Cientistas construíram um coronavírus do zero e o viram tentando se esconder

Células humanas (verde) com virions sintéticos (magenta). (MPI para Pesquisa Médica/Oskar Staufer)

Se você quer realmente entender o que faz uma máquina funcionar, você precisa mexer. Troque as marchas, trave uma alavanca, solte uma mola e observe como vai.

Quando a máquina é um vírus mortal, você não pode se dar ao luxo de ser tão arrogante com seu mecanismo molecular. Mas os pesquisadores estão contornando esse problema criando versões minimalistas de micróbios perigosos que mal oscilam no limite da funcionalidade.

O uso desse método para o SARS-CoV-2 – o patógeno por trás da pandemia de coronavírus em andamento – revelou uma maneira surpreendente como os picos do vírus agem como uma espécie de canivete, permitindo que ele se esconda mais facilmente do nosso sistema imunológico.

Pesquisadores de toda a Alemanha e do Reino Unido criaram versões ‘lite’ do SARS-CoV-2 para analisar com segurança seu comportamento infeccioso em condições de laboratório.

Descrito como “virions sintéticos mínimos”, as partículas consistem em módulos criados do zero para fornecer informações sobre os principais recursos do vírus, sem a capacidade de operar em conjunto como uma unidade infecciosa.

“Ainda mais importante para nós, à medida que construímos esses vírions sintéticos do zero, é que podemos projetar com precisão sua composição e estrutura”, diz o biólogo Oskar Staufer, ex-Max Planck Institute for Medical Research e atualmente trabalhando na Universidade de Oxford .

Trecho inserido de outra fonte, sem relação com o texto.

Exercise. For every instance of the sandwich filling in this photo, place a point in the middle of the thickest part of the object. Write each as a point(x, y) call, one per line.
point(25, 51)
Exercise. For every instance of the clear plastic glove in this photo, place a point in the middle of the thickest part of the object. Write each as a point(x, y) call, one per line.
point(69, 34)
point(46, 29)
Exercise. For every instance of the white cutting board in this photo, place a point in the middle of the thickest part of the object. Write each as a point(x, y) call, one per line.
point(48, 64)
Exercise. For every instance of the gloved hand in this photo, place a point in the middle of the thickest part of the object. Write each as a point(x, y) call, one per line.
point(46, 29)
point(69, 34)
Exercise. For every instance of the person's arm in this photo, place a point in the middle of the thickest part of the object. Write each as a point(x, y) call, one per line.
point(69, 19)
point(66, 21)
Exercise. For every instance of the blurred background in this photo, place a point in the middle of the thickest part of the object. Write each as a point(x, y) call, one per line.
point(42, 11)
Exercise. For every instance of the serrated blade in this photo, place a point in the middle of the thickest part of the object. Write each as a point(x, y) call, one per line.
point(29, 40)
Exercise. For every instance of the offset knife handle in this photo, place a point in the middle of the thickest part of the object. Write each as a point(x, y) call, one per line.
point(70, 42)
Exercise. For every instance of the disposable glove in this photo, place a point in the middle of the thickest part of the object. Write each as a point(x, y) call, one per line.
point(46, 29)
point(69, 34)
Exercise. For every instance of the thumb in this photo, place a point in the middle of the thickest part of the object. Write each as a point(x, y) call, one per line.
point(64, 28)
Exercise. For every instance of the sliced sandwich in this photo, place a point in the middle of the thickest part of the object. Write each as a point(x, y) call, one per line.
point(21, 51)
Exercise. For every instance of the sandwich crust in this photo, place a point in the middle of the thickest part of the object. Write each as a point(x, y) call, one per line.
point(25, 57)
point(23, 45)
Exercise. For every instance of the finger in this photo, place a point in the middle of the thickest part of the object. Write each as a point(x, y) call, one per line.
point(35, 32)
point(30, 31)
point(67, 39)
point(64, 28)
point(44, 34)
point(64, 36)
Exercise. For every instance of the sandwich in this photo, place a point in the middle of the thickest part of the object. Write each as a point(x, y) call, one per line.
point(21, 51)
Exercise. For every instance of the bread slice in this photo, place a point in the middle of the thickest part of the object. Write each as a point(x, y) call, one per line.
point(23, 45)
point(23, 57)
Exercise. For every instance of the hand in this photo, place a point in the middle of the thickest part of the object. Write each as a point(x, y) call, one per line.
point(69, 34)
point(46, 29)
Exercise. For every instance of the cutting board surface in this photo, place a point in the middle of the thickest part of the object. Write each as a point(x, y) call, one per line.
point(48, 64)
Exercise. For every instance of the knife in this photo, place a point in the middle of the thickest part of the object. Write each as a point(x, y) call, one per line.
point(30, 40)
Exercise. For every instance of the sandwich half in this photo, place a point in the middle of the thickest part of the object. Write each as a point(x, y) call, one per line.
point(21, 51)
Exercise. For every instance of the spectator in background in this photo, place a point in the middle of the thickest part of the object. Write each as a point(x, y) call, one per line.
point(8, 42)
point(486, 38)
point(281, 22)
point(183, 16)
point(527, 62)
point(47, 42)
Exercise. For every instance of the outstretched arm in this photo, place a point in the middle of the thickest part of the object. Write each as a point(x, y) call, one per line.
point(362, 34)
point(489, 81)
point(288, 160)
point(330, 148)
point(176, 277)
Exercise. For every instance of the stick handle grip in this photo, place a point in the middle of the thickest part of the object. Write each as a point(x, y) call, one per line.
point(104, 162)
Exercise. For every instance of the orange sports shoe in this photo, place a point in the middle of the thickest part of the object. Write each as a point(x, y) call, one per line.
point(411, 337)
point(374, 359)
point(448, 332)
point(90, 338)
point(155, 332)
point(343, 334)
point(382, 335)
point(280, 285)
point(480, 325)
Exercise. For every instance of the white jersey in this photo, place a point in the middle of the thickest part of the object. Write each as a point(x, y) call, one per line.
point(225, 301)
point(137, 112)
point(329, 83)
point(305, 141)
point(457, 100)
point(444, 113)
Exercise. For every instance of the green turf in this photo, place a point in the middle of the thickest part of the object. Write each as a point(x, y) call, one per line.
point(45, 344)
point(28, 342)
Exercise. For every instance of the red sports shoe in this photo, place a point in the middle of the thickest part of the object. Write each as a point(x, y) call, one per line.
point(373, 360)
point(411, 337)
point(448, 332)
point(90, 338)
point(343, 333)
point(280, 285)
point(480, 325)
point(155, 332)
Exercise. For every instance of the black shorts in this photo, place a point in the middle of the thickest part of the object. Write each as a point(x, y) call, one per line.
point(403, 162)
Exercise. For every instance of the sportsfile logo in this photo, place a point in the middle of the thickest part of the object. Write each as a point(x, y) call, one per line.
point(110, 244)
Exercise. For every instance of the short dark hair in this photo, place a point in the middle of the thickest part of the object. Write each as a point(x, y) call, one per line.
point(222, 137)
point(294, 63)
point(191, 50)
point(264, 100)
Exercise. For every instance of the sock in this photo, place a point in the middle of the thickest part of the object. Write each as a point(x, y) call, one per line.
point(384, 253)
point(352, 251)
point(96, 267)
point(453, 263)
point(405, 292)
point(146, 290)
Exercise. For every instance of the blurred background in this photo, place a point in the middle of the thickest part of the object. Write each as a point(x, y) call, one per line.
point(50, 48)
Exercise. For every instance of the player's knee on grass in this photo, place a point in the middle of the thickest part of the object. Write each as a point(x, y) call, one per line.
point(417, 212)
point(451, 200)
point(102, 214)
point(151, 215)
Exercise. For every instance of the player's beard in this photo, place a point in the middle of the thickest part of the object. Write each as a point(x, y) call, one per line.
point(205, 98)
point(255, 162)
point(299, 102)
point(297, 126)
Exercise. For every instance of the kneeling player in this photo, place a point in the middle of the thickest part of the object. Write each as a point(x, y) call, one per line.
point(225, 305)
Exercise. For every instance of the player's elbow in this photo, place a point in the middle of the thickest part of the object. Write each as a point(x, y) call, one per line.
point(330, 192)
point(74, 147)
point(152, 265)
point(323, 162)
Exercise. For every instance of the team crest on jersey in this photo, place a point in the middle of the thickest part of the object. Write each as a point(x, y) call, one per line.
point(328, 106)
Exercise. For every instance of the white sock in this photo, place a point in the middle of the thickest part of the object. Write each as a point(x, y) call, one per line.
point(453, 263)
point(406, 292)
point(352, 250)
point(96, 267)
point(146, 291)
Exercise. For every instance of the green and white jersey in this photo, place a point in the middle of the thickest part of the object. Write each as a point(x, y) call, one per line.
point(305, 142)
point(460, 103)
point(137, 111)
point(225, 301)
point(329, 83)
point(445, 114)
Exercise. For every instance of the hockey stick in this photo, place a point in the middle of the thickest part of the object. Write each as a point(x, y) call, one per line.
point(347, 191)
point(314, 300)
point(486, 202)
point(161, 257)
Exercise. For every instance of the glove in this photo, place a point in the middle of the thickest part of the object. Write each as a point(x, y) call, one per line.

“Isso nos permite realizar um estudo muito sistemático, passo a passo, sobre mecanismos distintos”.

O primeiro mecanismo para o qual a equipe voltou sua atenção foi a coroa homônima (coroa) de espigas que se projetam da capa do vírus.

Desde que o surto explodiu no cenário mundial no início de 2020, os virologistas procuraram entender como essas projeções ajudam o patógeno em sua busca pela sobrevivência e reprodução.

Tornou-se cada vez mais claro que as proteínas são uma ajuda e um obstáculo para o pequeno invasor.

A seu favor, os picos agem como uma chave para um tipo de bloqueio celular chamado receptor ACE2, enganando os tecidos para permitir a entrada do vírus.

No entanto, as proteínas também são um recurso facilmente identificável para os anticorpos se prenderem e desencadearem uma limpeza. Até baseamos as vacinas em sua proeminência, fornecendo aos sistemas imunológicos ingênuos e não infectados uma impressão de sua estrutura para melhor prepará-los para uma infecção real.

Acontece que o astuto coronavírus aprendeu uma coisa ou duas em seu tempo que o ajuda a contornar esse inconveniente.

Os pesquisadores se concentraram na maneira como as moléculas imunológicas específicas do tipo de ácido graxo interagem com os picos para gerar inflamação.

Pesquisas anteriores já haviam destacado uma seção do pico ao qual as moléculas imunológicas se fixavam. Dado que esta região era teimosamente resistente a mudanças, é justo supor que deve ser uma estrutura bastante importante para a sobrevivência do vírus.

Agora sabemos por quê. Os pesquisadores notaram que o pico sofreu uma mudança estrutural quando a molécula imune agarrou, efetivamente dobrando-se.

Isso torna muito mais difícil invadir qualquer célula próxima. Mas enquanto estiver nessa configuração, também é mais difícil para o vírus atrair anticorpos.

“Ao ‘abaixar’… a proteína de pico após a ligação de ácidos graxos inflamatórios, o vírus se torna menos visível para o sistema imunológico”, diz Staufer.

“Isso pode ser um mecanismo para evitar a detecção pelo hospedeiro e uma forte resposta imune por um longo período de tempo e aumentar a eficiência total da infecção”.

É uma visão de um vírus devastador que continua a nos surpreender e uma prévia de como modelos sintéticos como esse podem nos dar a vantagem de limitar o impacto de longo prazo do patógeno nas populações ao redor do mundo.